Mijają kolejne miesiące, a gracze Terrarii nadal wypatrują zapowiedzianej jeszcze w 2023 roku aktualizacji 1.4.5, która – według słów twórców – ma być ostatnią dużą łatką do tej kultowej już produkcji. Choć studio Re-Logic wciąż nie podało konkretnej daty premiery, deweloperzy od czasu do czasu dzielą się postępami w pracach. I trzeba przyznać – robi się coraz ciekawiej.
Tym razem twórcy zaskoczyli niecodzienną zapowiedzią – do gry trafi… zdalnie sterowany samochodzik, którym będzie można przemierzać świat, prawie (prawie!) postacie z serii Szybcy i wściekli. Maszyna nie tylko porusza się w poziomie, ale potrafi również jeździć pionowo po tylnych ścianach, co z pewnością otworzy nowe możliwości eksploracji (albo organizacji wyścigów). Jak zdradzili deweloperzy, inspiracją dla tej czterokołowej bryki był znany fanom dron Kwad Racer.

To jednak nie wszystko – studio Re-Logic intensywnie pracuje także nad nowym nasionem świata, które ma wprowadzić wyjątkowe i tajemnicze zmiany w sposobie generowania mapy. Zespół przyznaje, że jego stworzenie stanowi spore wyzwanie:
Jest to dość uciążliwa sprawa, biorąc pod uwagę dziwne sposoby, w jakie wydaje się ono oddziaływać na generowanie świata. Nie jesteśmy jeszcze gotowi, aby zagłębić się w szczegóły tej kwestii, więc na razie musicie pozostać w niepewności – napisali autorzy.
Warto przy okazji wspomnieć, że do gry zmierza nowy pakiet mebli, żywcem wyjęty z twórczości Lovecrafta i Gigera. Udostępniona grafika sugeruje, że wnętrza w Terrarii wkrótce mogą wyglądać znacznie bardziej niepokojąco.

Re-Logic podkreśla, że prace nad aktualizacją trwają nieprzerwanie, choć nadal nie jest znany jej termin premiery. Deweloperzy zaznaczyli jednak, że robią wszystko, by dzień ten nadszedł jak najszybciej.
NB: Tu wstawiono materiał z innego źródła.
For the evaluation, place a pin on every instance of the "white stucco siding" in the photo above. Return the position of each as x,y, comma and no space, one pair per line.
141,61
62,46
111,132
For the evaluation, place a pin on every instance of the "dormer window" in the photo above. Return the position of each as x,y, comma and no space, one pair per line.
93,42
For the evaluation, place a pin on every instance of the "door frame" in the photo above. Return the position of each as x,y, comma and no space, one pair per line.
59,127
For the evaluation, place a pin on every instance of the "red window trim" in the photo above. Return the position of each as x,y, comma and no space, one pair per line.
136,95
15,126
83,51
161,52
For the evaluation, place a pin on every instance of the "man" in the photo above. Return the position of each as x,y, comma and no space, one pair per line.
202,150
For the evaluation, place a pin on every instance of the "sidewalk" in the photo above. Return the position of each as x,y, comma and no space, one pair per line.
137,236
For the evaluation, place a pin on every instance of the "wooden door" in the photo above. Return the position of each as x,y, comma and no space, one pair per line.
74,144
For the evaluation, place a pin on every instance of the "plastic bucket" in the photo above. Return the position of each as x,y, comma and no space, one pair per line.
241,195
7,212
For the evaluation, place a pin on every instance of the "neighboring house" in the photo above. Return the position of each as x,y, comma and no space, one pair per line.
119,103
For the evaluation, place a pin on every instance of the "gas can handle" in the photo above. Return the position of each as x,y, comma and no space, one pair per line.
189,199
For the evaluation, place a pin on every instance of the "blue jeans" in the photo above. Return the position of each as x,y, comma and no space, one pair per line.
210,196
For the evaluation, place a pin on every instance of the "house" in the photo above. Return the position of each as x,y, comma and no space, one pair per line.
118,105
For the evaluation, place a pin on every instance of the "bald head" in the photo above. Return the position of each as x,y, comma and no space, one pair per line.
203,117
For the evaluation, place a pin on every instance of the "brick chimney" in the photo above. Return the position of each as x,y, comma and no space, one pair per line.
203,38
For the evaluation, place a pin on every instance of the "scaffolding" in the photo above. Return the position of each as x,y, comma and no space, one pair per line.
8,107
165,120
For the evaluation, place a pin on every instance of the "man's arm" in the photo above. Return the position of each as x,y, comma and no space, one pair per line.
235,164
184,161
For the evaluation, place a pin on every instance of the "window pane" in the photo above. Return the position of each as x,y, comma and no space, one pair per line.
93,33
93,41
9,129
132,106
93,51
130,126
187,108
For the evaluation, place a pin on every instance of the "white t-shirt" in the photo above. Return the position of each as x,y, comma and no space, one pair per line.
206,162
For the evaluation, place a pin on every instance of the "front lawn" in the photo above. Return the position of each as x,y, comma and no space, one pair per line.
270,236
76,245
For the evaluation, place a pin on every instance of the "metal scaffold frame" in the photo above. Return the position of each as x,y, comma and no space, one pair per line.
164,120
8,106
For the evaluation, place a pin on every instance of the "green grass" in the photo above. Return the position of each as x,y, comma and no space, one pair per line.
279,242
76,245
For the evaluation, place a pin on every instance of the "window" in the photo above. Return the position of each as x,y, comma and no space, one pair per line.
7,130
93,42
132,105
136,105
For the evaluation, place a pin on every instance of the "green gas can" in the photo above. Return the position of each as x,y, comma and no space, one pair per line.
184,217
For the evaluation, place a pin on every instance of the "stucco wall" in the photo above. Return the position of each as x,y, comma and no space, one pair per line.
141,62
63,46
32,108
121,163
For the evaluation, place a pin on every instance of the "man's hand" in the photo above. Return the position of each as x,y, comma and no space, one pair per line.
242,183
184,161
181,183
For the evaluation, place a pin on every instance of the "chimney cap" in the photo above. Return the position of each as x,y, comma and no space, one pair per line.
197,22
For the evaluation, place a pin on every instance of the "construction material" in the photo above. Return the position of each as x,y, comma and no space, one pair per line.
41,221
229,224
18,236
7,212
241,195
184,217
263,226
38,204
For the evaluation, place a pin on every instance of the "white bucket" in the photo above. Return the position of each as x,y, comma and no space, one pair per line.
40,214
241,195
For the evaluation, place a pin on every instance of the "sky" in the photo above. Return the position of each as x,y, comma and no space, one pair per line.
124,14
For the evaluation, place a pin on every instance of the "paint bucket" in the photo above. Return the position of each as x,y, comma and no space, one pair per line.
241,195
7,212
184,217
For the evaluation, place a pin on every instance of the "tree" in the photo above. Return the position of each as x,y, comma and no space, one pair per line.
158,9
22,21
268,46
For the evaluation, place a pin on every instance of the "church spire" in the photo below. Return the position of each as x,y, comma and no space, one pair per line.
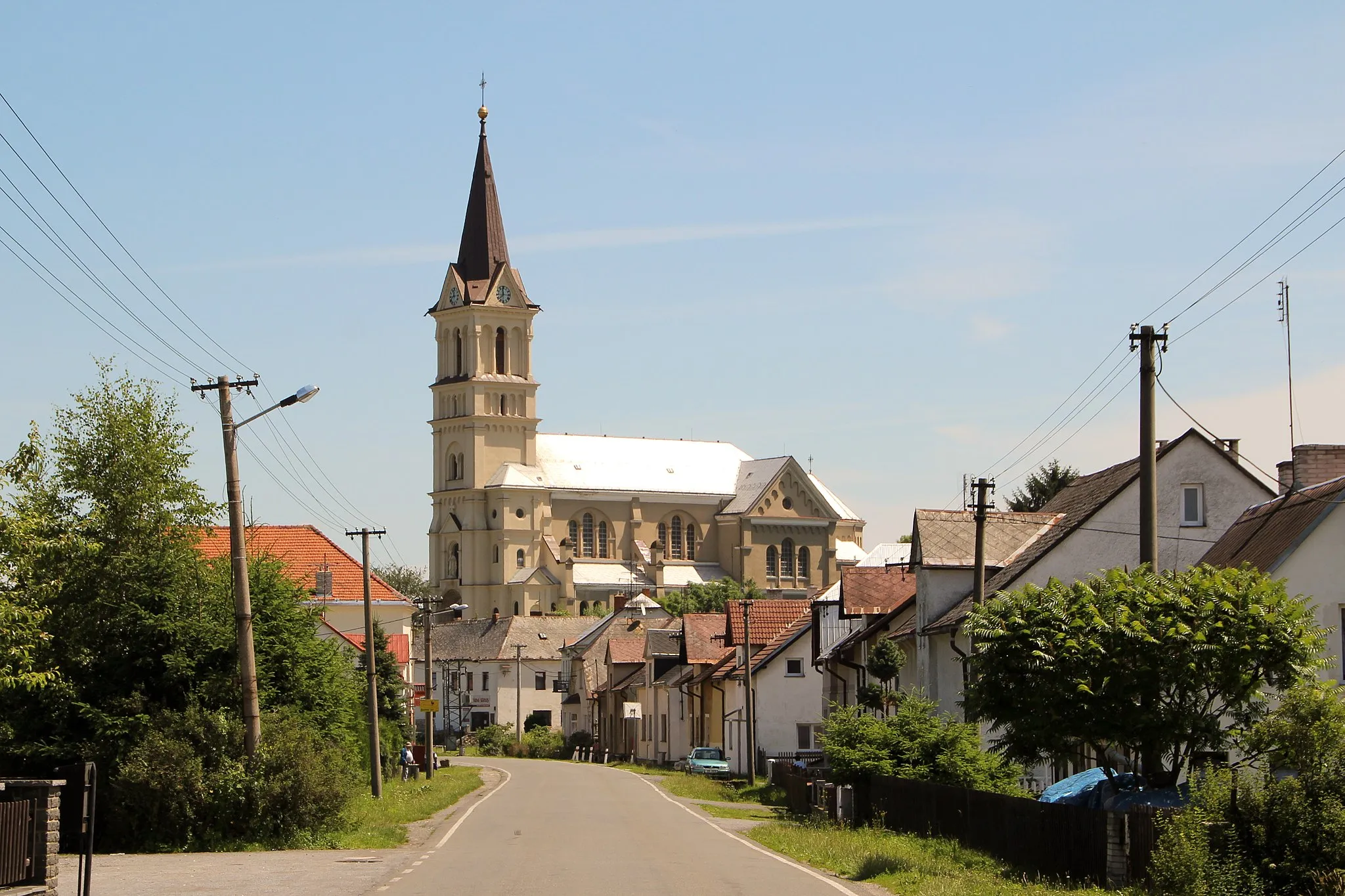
483,230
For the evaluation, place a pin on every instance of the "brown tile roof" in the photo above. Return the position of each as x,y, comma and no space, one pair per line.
627,649
768,618
304,551
948,538
1266,534
872,590
704,637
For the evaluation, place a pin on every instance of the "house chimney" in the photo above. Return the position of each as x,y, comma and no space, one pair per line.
1315,464
1286,476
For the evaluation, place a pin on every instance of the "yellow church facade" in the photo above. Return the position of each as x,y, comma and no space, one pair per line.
533,523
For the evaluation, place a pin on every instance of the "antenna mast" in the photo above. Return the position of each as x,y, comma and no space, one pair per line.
1289,356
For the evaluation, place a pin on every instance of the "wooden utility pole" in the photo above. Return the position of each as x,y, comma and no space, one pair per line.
430,692
751,702
1147,339
238,561
518,694
376,763
979,507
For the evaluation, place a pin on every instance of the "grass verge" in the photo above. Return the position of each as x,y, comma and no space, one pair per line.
902,863
752,813
381,824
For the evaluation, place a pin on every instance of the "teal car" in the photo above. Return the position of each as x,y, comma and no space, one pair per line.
707,761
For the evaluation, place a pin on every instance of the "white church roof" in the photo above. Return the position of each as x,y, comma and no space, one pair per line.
612,464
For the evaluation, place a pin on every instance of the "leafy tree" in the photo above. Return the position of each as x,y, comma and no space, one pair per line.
407,580
1137,660
914,742
1042,485
711,597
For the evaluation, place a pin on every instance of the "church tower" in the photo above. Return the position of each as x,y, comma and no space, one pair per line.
485,400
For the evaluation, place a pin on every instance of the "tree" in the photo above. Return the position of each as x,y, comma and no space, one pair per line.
711,597
1139,661
1042,486
407,580
914,742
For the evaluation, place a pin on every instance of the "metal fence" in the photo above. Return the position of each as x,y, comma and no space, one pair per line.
18,840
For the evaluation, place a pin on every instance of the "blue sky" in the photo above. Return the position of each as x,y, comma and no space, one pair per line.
891,237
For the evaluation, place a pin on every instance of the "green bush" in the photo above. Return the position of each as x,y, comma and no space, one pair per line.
914,740
495,740
1277,830
187,785
544,743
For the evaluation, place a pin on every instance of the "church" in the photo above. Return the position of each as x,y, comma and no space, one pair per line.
530,523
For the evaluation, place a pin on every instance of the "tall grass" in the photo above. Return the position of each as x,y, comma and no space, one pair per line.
900,863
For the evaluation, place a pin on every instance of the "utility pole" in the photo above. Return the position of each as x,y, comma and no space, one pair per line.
430,691
238,561
751,702
518,694
376,763
1147,339
979,505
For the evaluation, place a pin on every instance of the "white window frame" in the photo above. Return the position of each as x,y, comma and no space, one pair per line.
1200,504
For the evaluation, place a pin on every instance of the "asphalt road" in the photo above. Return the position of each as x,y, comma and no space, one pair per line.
562,828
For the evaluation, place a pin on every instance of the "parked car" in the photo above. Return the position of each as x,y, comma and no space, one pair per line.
705,761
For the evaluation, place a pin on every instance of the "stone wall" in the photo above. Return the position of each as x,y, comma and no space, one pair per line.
47,793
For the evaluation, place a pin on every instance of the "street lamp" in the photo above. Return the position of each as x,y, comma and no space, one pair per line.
237,547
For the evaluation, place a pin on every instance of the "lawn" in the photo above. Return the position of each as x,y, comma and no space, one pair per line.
380,824
902,863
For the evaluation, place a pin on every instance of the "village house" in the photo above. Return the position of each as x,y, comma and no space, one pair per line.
498,671
527,523
334,580
1297,536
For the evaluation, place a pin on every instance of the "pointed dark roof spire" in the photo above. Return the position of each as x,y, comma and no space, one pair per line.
483,230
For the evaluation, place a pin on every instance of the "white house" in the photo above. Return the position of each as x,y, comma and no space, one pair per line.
496,671
1297,536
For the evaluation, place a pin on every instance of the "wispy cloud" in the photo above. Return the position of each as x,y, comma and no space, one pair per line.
565,241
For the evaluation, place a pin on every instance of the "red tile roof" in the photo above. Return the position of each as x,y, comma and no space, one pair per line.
304,551
768,618
704,637
876,590
627,649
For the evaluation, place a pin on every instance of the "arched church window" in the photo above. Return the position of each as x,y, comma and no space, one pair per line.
588,535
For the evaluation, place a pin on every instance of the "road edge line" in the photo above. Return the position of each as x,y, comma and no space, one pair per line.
829,882
472,807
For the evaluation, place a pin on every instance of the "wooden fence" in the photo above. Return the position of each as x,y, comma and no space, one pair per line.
1047,839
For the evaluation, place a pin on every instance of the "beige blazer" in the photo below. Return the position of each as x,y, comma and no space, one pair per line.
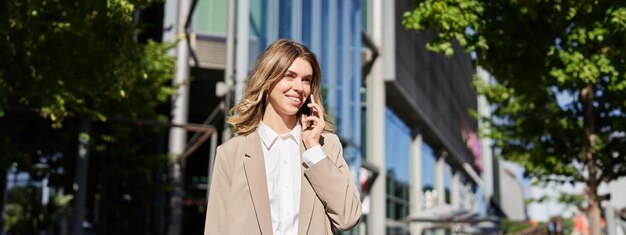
239,201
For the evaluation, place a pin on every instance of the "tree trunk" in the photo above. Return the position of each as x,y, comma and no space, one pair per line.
3,185
586,96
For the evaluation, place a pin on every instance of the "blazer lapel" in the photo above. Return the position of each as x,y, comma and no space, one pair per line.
254,166
307,199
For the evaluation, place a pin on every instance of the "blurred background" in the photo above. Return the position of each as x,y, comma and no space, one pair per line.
456,116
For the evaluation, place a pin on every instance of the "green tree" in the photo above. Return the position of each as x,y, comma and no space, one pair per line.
540,52
65,59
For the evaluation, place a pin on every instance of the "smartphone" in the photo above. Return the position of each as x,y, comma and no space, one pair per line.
305,107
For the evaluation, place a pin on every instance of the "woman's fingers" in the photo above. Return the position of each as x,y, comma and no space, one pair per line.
317,110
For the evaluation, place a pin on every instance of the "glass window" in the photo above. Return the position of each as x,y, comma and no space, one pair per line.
447,182
428,176
285,19
397,146
210,17
307,18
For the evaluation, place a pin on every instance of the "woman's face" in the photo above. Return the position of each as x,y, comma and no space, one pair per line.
289,93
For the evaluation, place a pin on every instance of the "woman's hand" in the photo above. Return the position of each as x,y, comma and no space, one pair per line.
312,126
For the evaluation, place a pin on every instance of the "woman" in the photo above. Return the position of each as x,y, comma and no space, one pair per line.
283,172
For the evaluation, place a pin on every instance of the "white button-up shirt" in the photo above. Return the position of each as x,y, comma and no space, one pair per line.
282,168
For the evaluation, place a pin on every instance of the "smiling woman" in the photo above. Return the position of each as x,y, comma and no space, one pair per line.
284,172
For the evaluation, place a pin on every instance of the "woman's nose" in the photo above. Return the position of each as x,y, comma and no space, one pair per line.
297,85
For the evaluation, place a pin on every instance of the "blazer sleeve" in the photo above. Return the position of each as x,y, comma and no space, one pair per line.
332,181
216,220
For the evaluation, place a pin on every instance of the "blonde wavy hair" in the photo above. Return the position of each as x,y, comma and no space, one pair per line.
270,68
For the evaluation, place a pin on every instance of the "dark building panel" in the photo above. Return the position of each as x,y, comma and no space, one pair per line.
432,92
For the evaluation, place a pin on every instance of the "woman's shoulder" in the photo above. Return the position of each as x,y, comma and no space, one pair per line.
330,138
234,142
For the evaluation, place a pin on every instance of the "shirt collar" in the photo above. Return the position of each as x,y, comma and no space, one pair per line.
269,136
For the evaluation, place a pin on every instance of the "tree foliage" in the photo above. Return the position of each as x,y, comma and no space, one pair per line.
559,107
64,59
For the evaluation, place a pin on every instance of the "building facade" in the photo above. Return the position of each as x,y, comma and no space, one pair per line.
419,132
402,113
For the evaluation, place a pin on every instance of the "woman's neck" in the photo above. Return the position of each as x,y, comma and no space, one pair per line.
279,123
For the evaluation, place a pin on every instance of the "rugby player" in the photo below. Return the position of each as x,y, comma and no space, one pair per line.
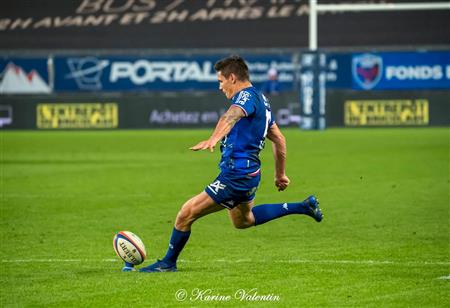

Warto też wspomnieć, iż w powstawanie patcha 1.4.5 zaangażowane jest także DR Studios, odpowiedzialne wcześniej za porty Terrarii na konsole i urządzenia mobilne. Jak czytamy na blogu zespołu:
Ostatnio mogliśmy znacznie bardziej zaangażować się w końcową fazę prac nad wersją 1.4.5 – współpracując z Re-Logic nad kluczowymi zgłoszeniami, które mają wpływ na wszystkie platformy objęte aktualizacją. Było to pomocne dla obu zespołów – i przyspieszyło tempo całej aktualizacji. Mamy nadzieję, że dzięki temu będzie ona lepsza i wszystkim się spodoba.
Na koniec przypomnijmy, że oprócz powyższych atrakcji wersja 1.4.5 Terrarii ma zaoferować mnóstwo innych nowości. W ostatnich miesiącach zapowiedziano między innymi możliwość przemiany we wróżkę, poprawki dla klasy summonera, ulepszone efekty pogodowe i dostęp do broni najbardziej ikonicznego przeciwnika w grze. Fani Terrarii mają więc na co czekać – nawet jeśli ich cierpliwość już dawno się wyczerpała.